Deputy Head Teacher Mike’s BHR Story…
In 1992, at the age of 43 I was first diagnosed with osteoarthritis in both my hips, with my right hip being significantly worse than my left. At that time I was still playing competitive tennis and cricket, having retired from playing rugby two years earlier. I was also running the occasional marathon and, more regularly, shorter distance events. I was cycling several times a week, both on and off road, and I walked regularly in mountainous and coastal areas. I was advised by my GP to give up running, which I did, but I continued with the other activities as best I could.
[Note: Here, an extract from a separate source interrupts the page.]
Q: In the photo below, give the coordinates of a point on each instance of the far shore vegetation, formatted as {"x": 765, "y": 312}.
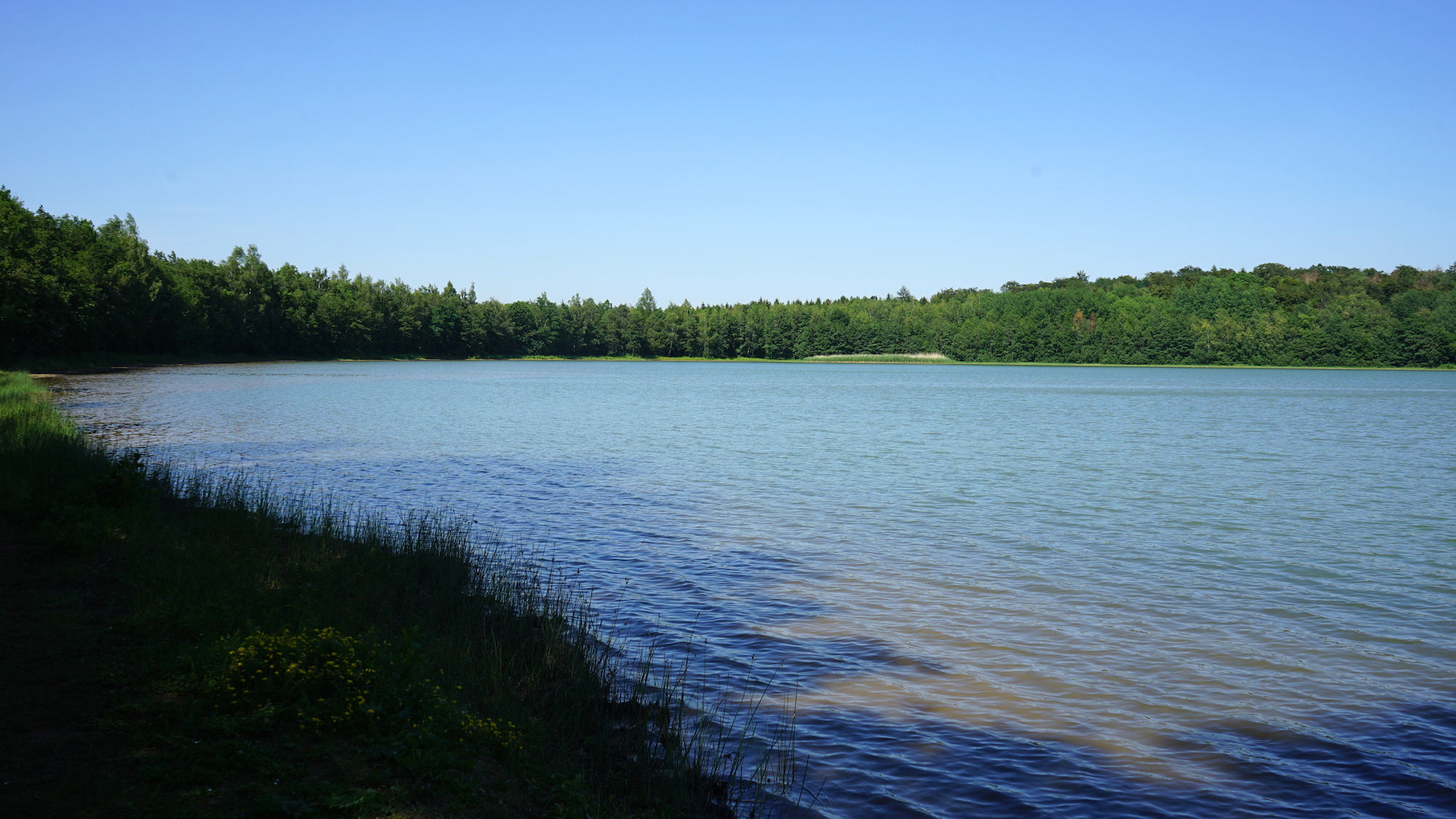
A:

Over the next ten years my condition gradually deteriorated, but during that time my wife and I walked the 630 miles of The South West Coastal Path. When we started I was hiking with no walking poles, but ended using two. I was uncomfortable at the end of each day, but my biggest problem was getting over stiles. Cycling also became increasingly painful, and at times mounting my bike was extremely difficult.
My work as a deputy head teacher in a large comprehensive school was not really affected, but I gave up organising The Duke of Edinburgh Award, and was no longer able to play in staff versus pupil matches.
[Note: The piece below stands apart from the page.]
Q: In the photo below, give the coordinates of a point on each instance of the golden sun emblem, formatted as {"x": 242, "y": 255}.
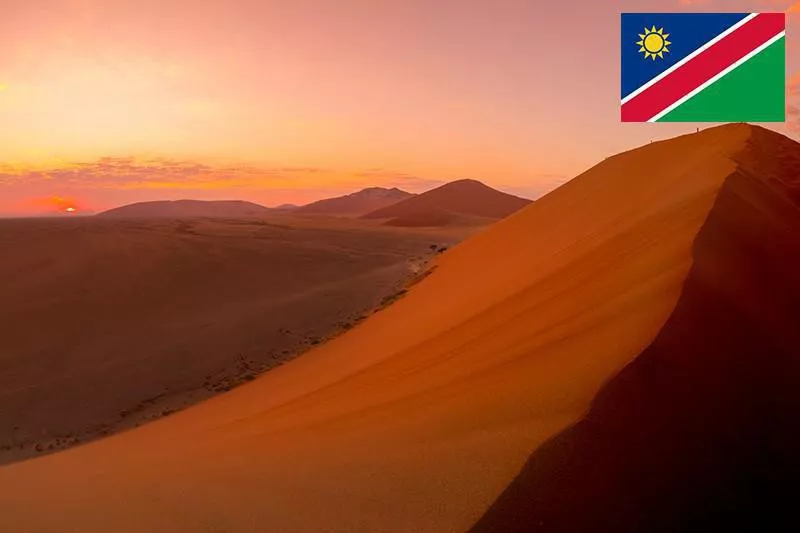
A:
{"x": 654, "y": 43}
Towards the end of 2001, I was in significant pain much of the time, and my active lifestyle was being seriously influenced by my osteoarthritis, so I decided that my only option was to explore the idea of surgery with my GP. Because of my desire to remain as active as possible, I researched the alternatives, and was convinced from the onset that the only surgery for me was the Birmingham Hip Resurfacing (BHR), pioneered by Mr McMinn. Having requested, been sent, and watched the promotional video/DVD, it seemed logical to me that to retain the joint, albeit with a resurfaced ‘coating’, was the way forward. I had no doubt at all that it would be successful in relieving me of pain, and in enabling me to return to activities/events which I was missing.
At the start of 2002, I met Mr McMinn, who increased my confidence in the BHR further, and who suggested that only my right hip required surgery, and that my left one would improve once my right one had been repaired. This proved to be the case. Despite only limited BHR case history, and a short track record in medical terms (at least at that time), I had no reservations whatsoever, and had the surgery on my right hip on 6th February 2002.
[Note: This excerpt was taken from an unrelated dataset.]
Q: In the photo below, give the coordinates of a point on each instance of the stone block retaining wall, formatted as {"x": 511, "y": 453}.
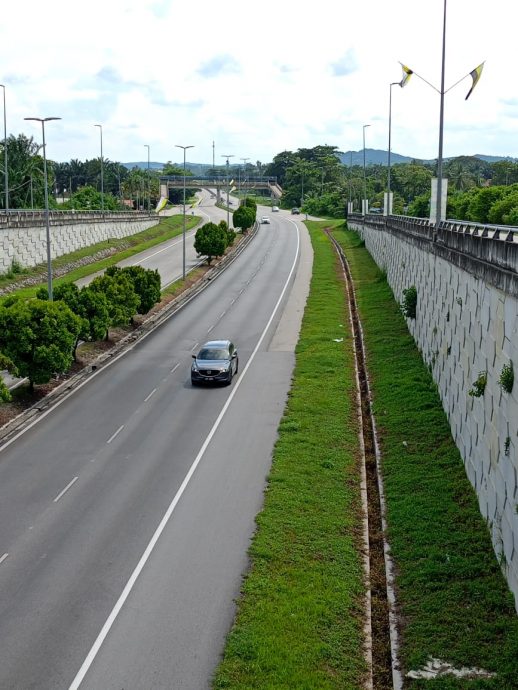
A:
{"x": 466, "y": 325}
Recovery was immediate, and I followed the physiotherapy/exercise plan to the letter, before and after my discharge from hospital. I was quickly back on my feet, and completely pain free. In fact it was only being without pain that made me realise just how much pain I’d been in prior to surgery. Within a month I was walking unaided, and by May I was cycling again. My fitness levels soon returned, and I began long distance footpath walking before the end of the year.
Since my hip resurfacing surgery, my active lifestyle has returned to near normal. I no longer play cricket, but up until two years ago, when I recently sustained a shoulder injury, I enjoyed social tennis and swimming, and have competed in short distance triathlons. I have walked The Cotswold Way, The Severn Way, The Wye Valley Footpath, The Thames Footpath, The Wysis Way and The Gloucestershire Way, all long distance footpaths/national trails. The biggest bonus for me however, was to be able to cycle, in stages, pain free from Chester around the Coast of Wales and South West England to Plymouth, and then from Salisbury along The Mercian Way back to Chester. I have also ridden from Aberystwyth, in West Wales, across Mid Wales and Middle England to London.
My BHR was, and still is, a complete success, and I have no pain in either hip. I do not see this changing in the near future, provided I remain sensibly active.